第1章でも紹介したように、COPD(慢性閉塞性肺疾患)は肺に慢性的な炎症が起こり、肺が気腫化して、息切れ、呼吸困難、咳や痰など、非常につらい呼吸器症状が現れる病気です。
COPDは、一般の方々には「喫煙が原因で起こる肺の病気」と誤解されていることが多いようです。実際、原因のほとんどは喫煙が占めていると言っていいでしょう。ただし、非喫煙者であっても、まわりにたばこを吸う人が多く、受動喫煙で煙を吸い込んでいればCOPDになる可能性があります。それに、本人はもちろん吸わないし、家族もまわりの人もまったくたばこを吸わないのにもかかわらず、COPDになる人もけっこういます。
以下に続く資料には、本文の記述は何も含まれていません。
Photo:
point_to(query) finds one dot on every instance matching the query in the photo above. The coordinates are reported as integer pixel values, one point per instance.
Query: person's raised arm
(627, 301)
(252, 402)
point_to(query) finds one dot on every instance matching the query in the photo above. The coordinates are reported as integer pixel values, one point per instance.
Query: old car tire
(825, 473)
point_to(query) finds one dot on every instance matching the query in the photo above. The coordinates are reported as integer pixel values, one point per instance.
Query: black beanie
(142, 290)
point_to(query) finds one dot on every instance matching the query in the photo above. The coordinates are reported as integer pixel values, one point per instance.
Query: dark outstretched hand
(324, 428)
では、どうしてたばこの煙を吸い込んでいないのにCOPDになるのか。
たばこ以外の原因として、大気汚染や車の排気ガス、職場や工場から出る煤煙(ばいえん)や煤塵(ばいじん)などが関係している可能性もあるのですが、忘れてならないのは、COPDの肺の変化が「呼吸年齢の老化によっても起こる」という点です。
先にも述べたように、呼吸器が老朽化して、肺の気腫化が起こったり、肺がかたくなったり呼吸筋がかたくなったりしてくると、息を出し入れする力が極端に落ちてくるようになります。すると、機能的残気量が増えて、ちょっと動いただけで息切れをしたり、四六時中、咳や痰、息苦しさに悩まされたりするようになってくる。すなわち、COPDと同じ症状に見舞われるようになるわけです。
ですから、非喫煙者でもCOPDになるし、肺や呼吸筋を衰えさせてしまおうものなら、どんな人にもCOPDになる可能性があるのです。
COPDになると息をすること自体がつらくなり、心身が疲弊して通常の日常生活を営めなくなることも少なくありません。QOL(クオリティ・オブ・ライフ:生活の質)も著しく低下してしまうことになります。そんな事態に陥るのを防ぐためにも、いまのうちから呼吸の健康をしっかりキープしていくようにしましょう。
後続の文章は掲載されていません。